Stocks cautious early despite lower bond yields and higher iron ore prices

The stock market has succesfully negotiated some major news events this week but it’s too early to relax.

The stock market has succesfully negotiated some major news events this week but it’s too early to relax. The Bank of Japan will announce its decision on monetary stimulus today. Tonight will see release of the latest European bank stress tests as well as statistics on US GDP growth. All of these are events with the capacity to change investor thinking on the market outlook.

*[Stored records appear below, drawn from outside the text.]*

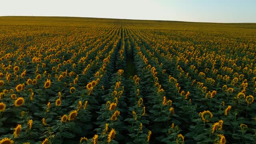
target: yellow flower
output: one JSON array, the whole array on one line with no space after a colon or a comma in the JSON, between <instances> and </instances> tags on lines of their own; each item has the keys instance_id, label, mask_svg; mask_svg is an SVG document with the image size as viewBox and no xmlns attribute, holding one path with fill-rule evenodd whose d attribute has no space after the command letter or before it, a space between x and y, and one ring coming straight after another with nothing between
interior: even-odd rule
<instances>
[{"instance_id":1,"label":"yellow flower","mask_svg":"<svg viewBox=\"0 0 256 144\"><path fill-rule=\"evenodd\" d=\"M111 140L114 139L116 134L116 132L115 131L115 129L112 128L112 130L111 130L110 132L108 135L108 143L110 143L111 141Z\"/></svg>"},{"instance_id":2,"label":"yellow flower","mask_svg":"<svg viewBox=\"0 0 256 144\"><path fill-rule=\"evenodd\" d=\"M151 136L151 134L152 134L152 132L151 130L148 131L148 136L147 136L147 142L149 142L149 140L150 139L150 137Z\"/></svg>"},{"instance_id":3,"label":"yellow flower","mask_svg":"<svg viewBox=\"0 0 256 144\"><path fill-rule=\"evenodd\" d=\"M228 112L229 112L229 111L230 110L230 109L231 109L232 106L228 106L228 108L227 108L226 109L226 110L225 110L225 116L227 116L228 115Z\"/></svg>"},{"instance_id":4,"label":"yellow flower","mask_svg":"<svg viewBox=\"0 0 256 144\"><path fill-rule=\"evenodd\" d=\"M47 124L46 124L46 121L45 120L45 118L43 118L43 119L42 120L42 122L44 126L46 126L46 125L47 125Z\"/></svg>"},{"instance_id":5,"label":"yellow flower","mask_svg":"<svg viewBox=\"0 0 256 144\"><path fill-rule=\"evenodd\" d=\"M209 122L209 119L211 119L213 117L213 115L212 113L209 110L205 111L202 112L200 112L200 114L201 114L201 117L203 121L205 122Z\"/></svg>"},{"instance_id":6,"label":"yellow flower","mask_svg":"<svg viewBox=\"0 0 256 144\"><path fill-rule=\"evenodd\" d=\"M61 100L60 98L58 98L55 101L55 106L60 106L61 104Z\"/></svg>"},{"instance_id":7,"label":"yellow flower","mask_svg":"<svg viewBox=\"0 0 256 144\"><path fill-rule=\"evenodd\" d=\"M216 94L217 92L216 90L214 90L212 92L212 93L211 94L211 98L213 98L214 96Z\"/></svg>"},{"instance_id":8,"label":"yellow flower","mask_svg":"<svg viewBox=\"0 0 256 144\"><path fill-rule=\"evenodd\" d=\"M64 114L61 117L61 122L66 122L68 120L68 116L66 114Z\"/></svg>"},{"instance_id":9,"label":"yellow flower","mask_svg":"<svg viewBox=\"0 0 256 144\"><path fill-rule=\"evenodd\" d=\"M79 142L80 143L80 144L82 144L82 142L83 142L83 141L88 141L88 139L84 136L83 138L83 137L81 138L80 138L80 141L79 141Z\"/></svg>"},{"instance_id":10,"label":"yellow flower","mask_svg":"<svg viewBox=\"0 0 256 144\"><path fill-rule=\"evenodd\" d=\"M10 138L3 138L0 140L0 144L14 144L14 142Z\"/></svg>"},{"instance_id":11,"label":"yellow flower","mask_svg":"<svg viewBox=\"0 0 256 144\"><path fill-rule=\"evenodd\" d=\"M176 139L176 144L184 144L184 138L185 137L182 136L181 134L179 134L177 135L178 137Z\"/></svg>"},{"instance_id":12,"label":"yellow flower","mask_svg":"<svg viewBox=\"0 0 256 144\"><path fill-rule=\"evenodd\" d=\"M68 120L70 121L74 120L77 116L77 112L76 110L73 110L69 113L68 115Z\"/></svg>"},{"instance_id":13,"label":"yellow flower","mask_svg":"<svg viewBox=\"0 0 256 144\"><path fill-rule=\"evenodd\" d=\"M116 108L116 104L112 102L111 103L109 106L109 108L108 108L108 110L112 110Z\"/></svg>"},{"instance_id":14,"label":"yellow flower","mask_svg":"<svg viewBox=\"0 0 256 144\"><path fill-rule=\"evenodd\" d=\"M44 83L44 88L50 88L51 86L51 84L52 82L51 82L51 80L49 80L47 78L46 81Z\"/></svg>"},{"instance_id":15,"label":"yellow flower","mask_svg":"<svg viewBox=\"0 0 256 144\"><path fill-rule=\"evenodd\" d=\"M247 104L252 104L252 102L254 101L254 98L253 97L253 96L252 95L249 95L249 96L246 96L246 98L245 98L245 100L246 101Z\"/></svg>"},{"instance_id":16,"label":"yellow flower","mask_svg":"<svg viewBox=\"0 0 256 144\"><path fill-rule=\"evenodd\" d=\"M70 88L70 90L69 90L69 92L70 94L76 92L76 88L72 87Z\"/></svg>"},{"instance_id":17,"label":"yellow flower","mask_svg":"<svg viewBox=\"0 0 256 144\"><path fill-rule=\"evenodd\" d=\"M174 109L173 107L171 107L171 108L170 108L170 109L169 110L170 110L170 112L171 112L171 115L172 116L174 114Z\"/></svg>"},{"instance_id":18,"label":"yellow flower","mask_svg":"<svg viewBox=\"0 0 256 144\"><path fill-rule=\"evenodd\" d=\"M42 144L48 144L49 143L49 140L47 138L45 138L44 140L42 142Z\"/></svg>"},{"instance_id":19,"label":"yellow flower","mask_svg":"<svg viewBox=\"0 0 256 144\"><path fill-rule=\"evenodd\" d=\"M16 106L22 106L24 104L25 101L24 100L24 98L22 97L20 97L15 100L14 102L14 105Z\"/></svg>"},{"instance_id":20,"label":"yellow flower","mask_svg":"<svg viewBox=\"0 0 256 144\"><path fill-rule=\"evenodd\" d=\"M13 135L14 138L16 138L18 137L20 134L20 133L21 131L21 125L18 124L16 126L16 128L14 128L14 131L13 132Z\"/></svg>"},{"instance_id":21,"label":"yellow flower","mask_svg":"<svg viewBox=\"0 0 256 144\"><path fill-rule=\"evenodd\" d=\"M18 66L15 66L13 68L13 70L14 72L18 72L20 70L20 68Z\"/></svg>"},{"instance_id":22,"label":"yellow flower","mask_svg":"<svg viewBox=\"0 0 256 144\"><path fill-rule=\"evenodd\" d=\"M21 84L19 84L17 86L16 86L16 88L15 88L16 89L16 91L18 92L21 91L22 90L22 85Z\"/></svg>"},{"instance_id":23,"label":"yellow flower","mask_svg":"<svg viewBox=\"0 0 256 144\"><path fill-rule=\"evenodd\" d=\"M33 120L29 120L28 121L28 126L29 127L29 129L32 128L32 126L33 126Z\"/></svg>"},{"instance_id":24,"label":"yellow flower","mask_svg":"<svg viewBox=\"0 0 256 144\"><path fill-rule=\"evenodd\" d=\"M219 120L218 122L220 123L220 128L218 129L219 130L221 130L222 129L222 126L223 126L224 122L223 121L223 120Z\"/></svg>"},{"instance_id":25,"label":"yellow flower","mask_svg":"<svg viewBox=\"0 0 256 144\"><path fill-rule=\"evenodd\" d=\"M92 142L93 142L93 144L97 144L98 143L98 134L95 134L93 136L93 138L92 138Z\"/></svg>"},{"instance_id":26,"label":"yellow flower","mask_svg":"<svg viewBox=\"0 0 256 144\"><path fill-rule=\"evenodd\" d=\"M2 102L0 102L0 112L4 111L6 107L6 105L5 103Z\"/></svg>"},{"instance_id":27,"label":"yellow flower","mask_svg":"<svg viewBox=\"0 0 256 144\"><path fill-rule=\"evenodd\" d=\"M13 100L15 100L16 98L16 94L13 94L11 95L11 98Z\"/></svg>"}]
</instances>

The Bank of Japan appears to be getting close to the limits of its ability to buy more bonds and to drive interests deeper into negative territory. There are also question marks over what,if any, difference  incremental additions to monetary stimulus will have either on the Japanese economy or to international capital flows. This leaves open the question of how much  impact  modest additional stimulus will have on markets beyon the initial announcement affect. However, the Japanese stock market in particular is likely to be nervous about failure to act and any indication that the BOJ’s stimulus policy is coming to an end. On the other hand an unexpectedly aggressive stimulus involving helicopter money would be well received by stock markets.

Australian 10 year bond yields are testing recent lows at 1.84% this morning in a sign that investors are anticiptating an RBA rate cut next week. Despite lower rates, caution prevails in the stock market with the major banks and other “yield stocks” mixed in early trading.

Resource stocks are a little weaker this morning despite another rally in the  spot iron ore price yesterday. Recent gains have partly been driven by a replenishment of China’s iron ore inventory. This process appears to be getting close to completion and may remove a source of support for iron ore prices before too long.